Protofilament number mismatch between the seed and growth conditions affects microtubule dynamics. (A) A scheme illustrating microtubule growth from seeds in the presence of MSAs with the same or different protofilament number preference. MSA-binding zones are shown in green. (B, Left) A cartoon depicting kymographs corresponding to three types of microtubule dynamics observed in different conditions. Microtubule dynamics is defined as SRS dynamics if a microtubule regrows at least three times from the same site after undergoing catastrophes. A random rescue is a single rescue event after a depolymerization episode that is longer than 0.5 μm. Asterisks highlight catastrophe events in each condition. (B, Right) Quantification of microtubule dynamics observed in the indicated conditions; n = 75 microtubule seeds in all conditions; n = 3 independent experiments. (C and D) Representative kymographs showing microtubule dynamics in the indicated conditions. In matching conditions, short growth perturbation events followed by rapid rescues are highlighted (white asterisks highlight split comets and yellow asterisks highlight depolymerization events with length 0.2 to 0.5 μm). Stable rescue sites in mismatching conditions are highlighted by white stippled lines. A white arrow highlights a long depolymerization event (>0.5 μm); n = 3 independent experiments.

Importantly, microtubules grown in the presence of the same MSA showed very different dynamics depending on the seeds used. For example, microtubules grown in the presence of 100 nM Taxol displayed semiprocessive growth when extending from Taxol-stabilized seeds (13pf) but SRS dynamics or random rescues when grown from GMPCPP-stabilized (14pf) or Fchitax-3–stabilized (15/16pf) seeds (Fig. 2 B–D and SI Appendix, Fig. S3). In contrast, in the presence of docetaxel, microtubules grew semiprocessively from GMPCPP or docetaxel-stabilized (14pf) seeds but showed SRS dynamics or random rescues when grown from Taxol- or Fchitax-3–stabilized seeds (Fig. 2 B–D and SI Appendix, Fig. S3). Similar results were also obtained when microtubules were grown without mCherry-EB3, although the absence of a plus-end marker made the detection of short depolymerization events less reliable (SI Appendix, Fig. S5). For subsequent analyses, we therefore focused on the data obtained with MSA concentrations of 100 nM in the presence of 20 nM mCherry-EB3. Together, these results demonstrate that the (mis)match between the protofilament number of the seed and the number preferred by the MSA present during elongation has a strong effect on microtubule growth dynamics, even when the microtubule tip is far away from the seed.

Larger and More Persistent Drug Accumulations Are Observed in Mismatching Conditions.

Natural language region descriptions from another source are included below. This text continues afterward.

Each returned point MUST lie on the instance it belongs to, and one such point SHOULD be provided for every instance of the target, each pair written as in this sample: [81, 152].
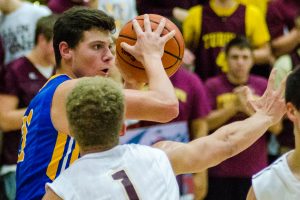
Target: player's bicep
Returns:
[146, 105]
[197, 155]
[50, 195]
[58, 107]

To better understand the origin of the striking differences in the observed microtubule dynamics in matching and mismatching conditions, we visualized drug binding using fluorescent drug analogs. Stable rescue sites coincide with the formation of drug accumulation hotspots, which initiate directly behind a growing microtubule plus end entering a precatastrophe state that can be distinguished by the reduction in EB3 signal (24) (Fig. 3 A and B). Microtubule lattice zones with high drug affinity can extend for several micrometers but then abruptly stop (Fig. 3 A and B), and previous work suggested that they might represent incomplete tubes, which stop binding the drug when they close (24).

Fig. 3.

Extent of MSA accumulation at precatastrophe microtubule tips depends on the match between the seed and growth conditions. (A and B) Representative kymographs illustrating drug accumulations in mismatching conditions. Microtubules were grown from GMPCPP seeds (A) or Taxol seeds (B) in the presence of 15 μM tubulin and 20 nM mCherry-EB3 with Fchitax-3 (100 nM) (A) or Alexa₄₈₈-epothilone B (100 nM) (B). White arrows indicate stable rescue sites with drug accumulations. (C and D) Representative kymographs illustrating drug accumulations in matching conditions. Microtubules were grown from GMPCPP seeds (C) or Fchitax-3 seeds (D) in the presence of 15 μM tubulin and 20 nM mCherry-EB3 with Alexa₄₈₈-epothilone B (100 nM) (C) or Fchitax-3 (100 nM) (D). Split comets are indicated with white arrows. (E) Quantification of drug accumulation lengths in the indicated conditions. Error bars represent SD; from left to right, n = 39, 34, 30, and 50; n = 3 independent experiments; ***P < 0.001. (F) Time plot of averaged normalized maximum intensity of fitted EB3 comet (orange and red) and normalized area under the curve (AUC) of fitted Fchitax-3 (light and dark green) intensity profiles in mismatching conditions (as shown in A; n = 9 kymographs from five experiments) and in matching conditions (as shown in D; n = 38 kymographs from five experiments). Individual curves were aligned by maximizing cross-correlation between Fchitax-3 time curves. Error bars represent SEM. (G) Frequencies of catastrophes (calculated as the frequency of all growth perturbations including split comet events) and split comet events in different matching conditions. From left to right, n = 65, 100, 91, 71, and 70 for catastrophe frequencies for the indicated conditions and n = 60, 66, 73, 62, and 63 catching-up events from 30 microtubules for split comet frequencies; n = 3 independent experiments. Error bars represent SD.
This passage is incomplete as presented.